JUC


Estos días se está hablando mucho de absentismo y desde muchas perspectivas, además. Es un tema que creo conocer algo y sobre todo desde la vertiente más práctica y pragmática, puesto que lo he tratado y vivido tanto desde el ámbito de la asesoría jurídica, como desde el de la práctica judicial y además en mi condición de letrado de empresa, de trabajador y de Mutuas y empresas colaboradoras en la gestión. Es decir, desde todos los puntos de vista de las relaciones laborales y de Seguridad Social.

Ceñiré mi exposición al absentismo que deriva de accidente de trabajo, enfermedad profesional, enfermedad común y/ o accidente no laboral. Y reitero que todo cuanto manifieste a partir de ahora, procede de mi experiencia práctica sin otras consideraciones. Dejo para los eruditos la cosa más académica y doctrinal.
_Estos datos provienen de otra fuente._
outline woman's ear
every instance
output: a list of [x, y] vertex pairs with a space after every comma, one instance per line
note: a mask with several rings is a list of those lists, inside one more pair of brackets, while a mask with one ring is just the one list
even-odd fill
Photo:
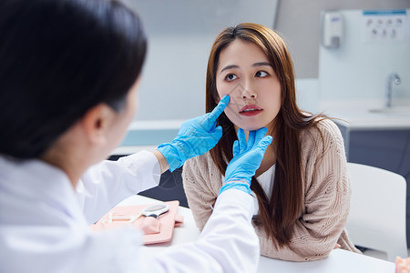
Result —
[[106, 145], [108, 128], [113, 120], [113, 110], [108, 105], [101, 103], [92, 107], [82, 118], [86, 137], [92, 145]]

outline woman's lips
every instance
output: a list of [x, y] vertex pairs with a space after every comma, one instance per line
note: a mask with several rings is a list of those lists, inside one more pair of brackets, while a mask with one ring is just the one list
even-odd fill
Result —
[[245, 116], [256, 116], [259, 115], [261, 111], [263, 111], [262, 108], [261, 108], [258, 106], [255, 105], [249, 105], [249, 106], [243, 106], [241, 111], [240, 114]]

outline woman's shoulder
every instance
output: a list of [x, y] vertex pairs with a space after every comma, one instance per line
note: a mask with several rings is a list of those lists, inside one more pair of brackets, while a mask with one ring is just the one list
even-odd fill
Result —
[[210, 152], [206, 152], [202, 156], [195, 157], [188, 159], [184, 163], [184, 168], [203, 168], [208, 169], [214, 166], [212, 157]]
[[188, 159], [184, 163], [182, 172], [190, 173], [191, 176], [200, 176], [207, 180], [220, 173], [210, 152]]
[[316, 124], [301, 133], [302, 151], [306, 157], [323, 155], [329, 150], [344, 150], [344, 143], [337, 125], [326, 117], [317, 117]]
[[316, 117], [315, 125], [302, 131], [302, 144], [305, 142], [333, 142], [341, 140], [342, 134], [337, 125], [329, 118]]

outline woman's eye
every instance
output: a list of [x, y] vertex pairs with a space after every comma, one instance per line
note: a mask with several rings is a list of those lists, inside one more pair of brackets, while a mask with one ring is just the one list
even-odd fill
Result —
[[264, 77], [264, 76], [269, 76], [269, 74], [265, 71], [258, 71], [258, 72], [256, 72], [255, 76], [257, 77]]
[[236, 78], [238, 78], [238, 76], [236, 76], [235, 74], [228, 74], [226, 76], [225, 76], [225, 80], [227, 80], [227, 81], [233, 81], [234, 79], [236, 79]]

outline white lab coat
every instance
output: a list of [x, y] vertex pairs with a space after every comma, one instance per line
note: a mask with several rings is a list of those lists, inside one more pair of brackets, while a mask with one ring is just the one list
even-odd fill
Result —
[[152, 256], [131, 228], [93, 233], [119, 201], [155, 187], [157, 158], [140, 152], [87, 171], [75, 191], [64, 172], [39, 160], [0, 157], [0, 272], [254, 272], [259, 240], [251, 196], [230, 189], [193, 243]]

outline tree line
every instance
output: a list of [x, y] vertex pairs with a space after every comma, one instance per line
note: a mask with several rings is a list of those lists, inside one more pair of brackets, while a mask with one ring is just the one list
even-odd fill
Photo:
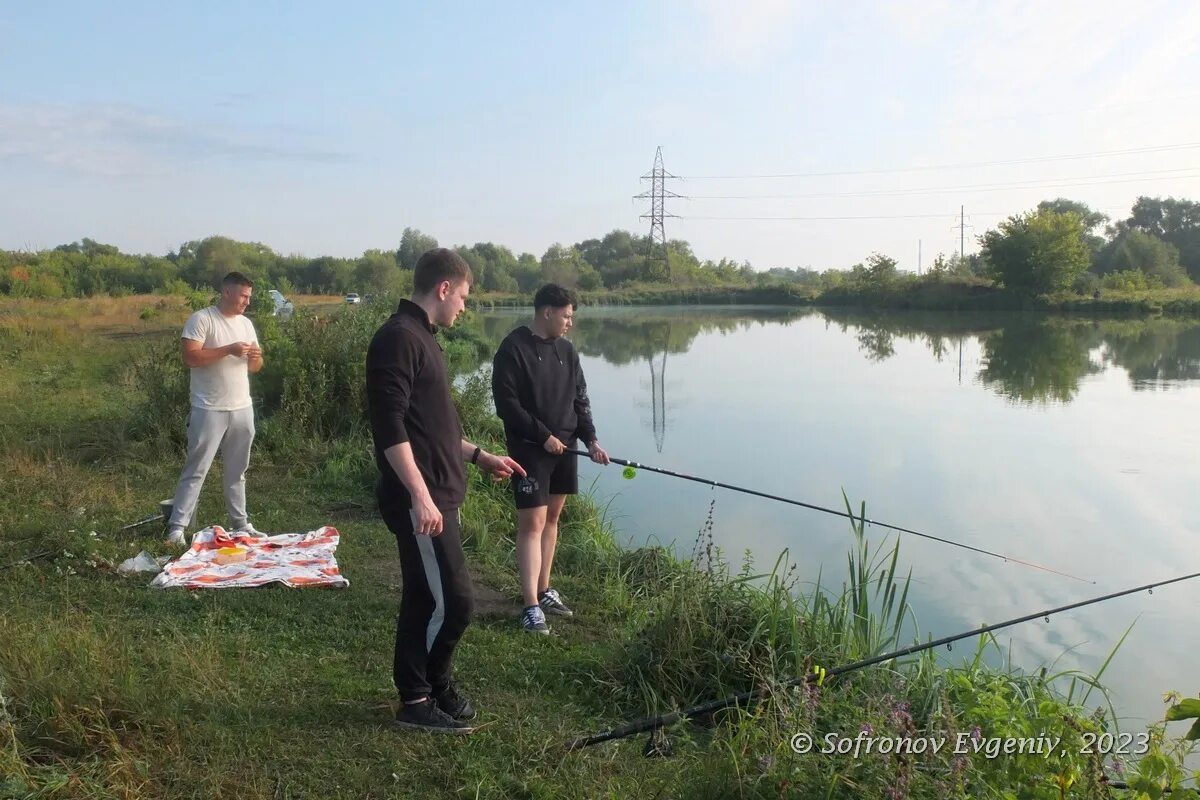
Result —
[[[1046, 200], [978, 237], [980, 252], [938, 255], [920, 281], [965, 279], [1022, 294], [1187, 287], [1200, 282], [1200, 203], [1140, 197], [1129, 217], [1111, 221], [1082, 203]], [[917, 276], [872, 253], [844, 269], [755, 270], [749, 261], [700, 260], [686, 241], [667, 243], [667, 258], [650, 255], [649, 237], [613, 230], [601, 239], [551, 245], [539, 258], [494, 242], [457, 246], [484, 291], [529, 294], [545, 282], [586, 291], [638, 285], [791, 285], [830, 289], [887, 288]], [[396, 249], [358, 258], [283, 255], [258, 242], [226, 236], [188, 241], [167, 255], [122, 253], [83, 239], [38, 252], [0, 251], [0, 294], [80, 297], [97, 294], [186, 294], [212, 288], [238, 270], [284, 291], [311, 294], [403, 293], [412, 270], [438, 240], [406, 228]]]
Sabido es que España es casi campeona mundial en este tipo de absentismo y cierto es también que al respecto se están proponiendo toda clase de soluciones, algunas claramente descabelladas y alejadas de la realidad y otras francamente bien intencionadas, pero con pocas posibilidades de conseguir alguna cosa realmente tangible.

A mi modestísimo juicio – y sé que empiezo fuerte – uno de los operadores que más absentismo genera es, precisamente, quien más víctima se considera de este fenómeno. Y no son los trabajadores. Es el mismísimo mundo empresarial y más en un país como el nuestro que cuenta con un tejido productivo sostenido por la pequeña y mediana empresa. Una empresa genera absentismo, cuando omite todo tipo de prevención de riesgos laborales o, simplemente, trata esta materia como una simple carga burocrática más. La ignorancia o el pasotismo preventivo, sobre todo en lo que concierne a los riesgos ergonómicos y los psicosociales, generan multitud de accidentes laborales y de patologías que pueden ser también consideradas accidente de trabajo o enfermedad profesional, a pesar de que, en las más de las ocasiones, son fenómenos que luego engrosan las estadísticas de las patologías de origen supuestamente común. A modo de ejemplo y para no hacer un pormenorizado estudio casuístico, voy a referirme a un tipo de situaciones que inciden cada vez más en los índices de absentismo. Son todas aquéllas que derivan de las relaciones interpersonales en el seno de la empresa: Una mala gestión de este tipo de relaciones, genera absentismo a raudales. Y aquí caben todas las situaciones de acoso laboral, sobrecargas de trabajo, decisiones arbitrarias, ordenes de trabajo sin sentido, rencillas personales, abusos de autoridad… y el etcétera que se quiera al respecto. La poca o nula atención que se presta a estas cuestiones en muchas empresas, incide, cada vez más, en la generación de patologías de orden psicológico, que además generan procesos de Incapacidad Temporal de larga duración y peor solución. También pueden propiciar bajas más cortas, cuando el afectado simplemente utiliza la baja a modo de refugio, para alejarse de la empresa mientras existe la situación de conflicto o de sinrazón.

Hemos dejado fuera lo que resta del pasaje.